One of Christie's most vociferous political critics, state Sen. Ray Lesniak, is adamant that Christie has inserted himself into the Pokerstars licensing process, claiming:
"Christie put a stop to it. With a high degree of confidence it's apparent that's exactly what has happened.
"All I know is PokerStars was ready to go and then, all of a sudden, when Adelson started his campaign to ban online gaming nationally … they put it on the back burner."

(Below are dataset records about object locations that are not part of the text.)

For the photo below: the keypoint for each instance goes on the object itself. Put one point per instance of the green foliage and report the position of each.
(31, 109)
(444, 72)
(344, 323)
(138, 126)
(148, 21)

Bob McDevitt, the president of Unite Here Local 54, which represents Atlantic City's casino workers, echoed Lesniak, according to the publication Business Insider, asserting, "My impression was that PokerStars should have been already up and operating long before this point. My understanding is that it was the attorney general's office and the governor who are holding up the approvals."
The union president was scathing in his condemnation of the delays, noting:
"PokerStars is one of the only gaming companies that has been actively committed to pursuing a position in the Atlantic City market. Everybody else is running away. So, why would we rebuff a company that wants to make a major investment in Atlantic City while everybody else is sort of backing off? I just don't understand it. It doesn't make any sense at all."
McDevitt said that PokerStars could bring 1,000 jobs to Atlantic City, and continued, "They spent so much time talking about Atlantic City with the summit and all this energy. … For the attorney general's office and the governor's office to stop the development of this PokerStars deal with Resorts is just unfathomable. I totally believe that the PokerStars deal is one of the biggest game changers that you could bring to Atlantic City."
Another source told Business Insider, "There is no question in my mind that Sheldon Adelson is the reason why this hasn't moved forward, and that's the only reason."
Following the acquisition of Pokerstars parent Rational Group by the Amaya Gaming firm last year and the departure of the former owners (see previous InfoPowa reports) the prospects for licensing in New Jersey looked positive, with David Rebuck, New Jersey's chief of the Directorate of Gaming Enforcement, commenting:
"I think in the long run it [licensing Pokerstars] will be a good story for New Jersey. I'm optimistic that they know what the rules are, and I fully expect them to be very aggressive because they want to be here."
But that was eight months ago and little has happened since; asked by media reporters for a progress report, DGE spokesmen would say only that the process was "ongoing", whilst an Amaya spokesperson expressed surprise that the company has not yet been able to obtain a transactional waiver on Pokerstars.
One New Jersey politician, Assemblyman and Democrat John Wisniewski is going further than just criticising the governor, and has called for an investigation of Christie's relationship with Adelson, saying:
"If there weren't the allegations of inappropriate behavior on certain people's parts, then none of this would be necessary. So the question we have to ask ourselves is, yes, it's expensive, but if we weren't enforcing the laws and standards that everyone is supposed to abide by, then what are we doing?"
Although Rebuck has thus far remained aloof from the political recriminations, he is respected as a straight shooter, and that could have repercussions for the governor if an enquiry is instituted and finds fault.
Sen. Lesniak commented this week: "One thing about Rebuck is, if he's asked by law-enforcement authorities, he's going to tell the truth."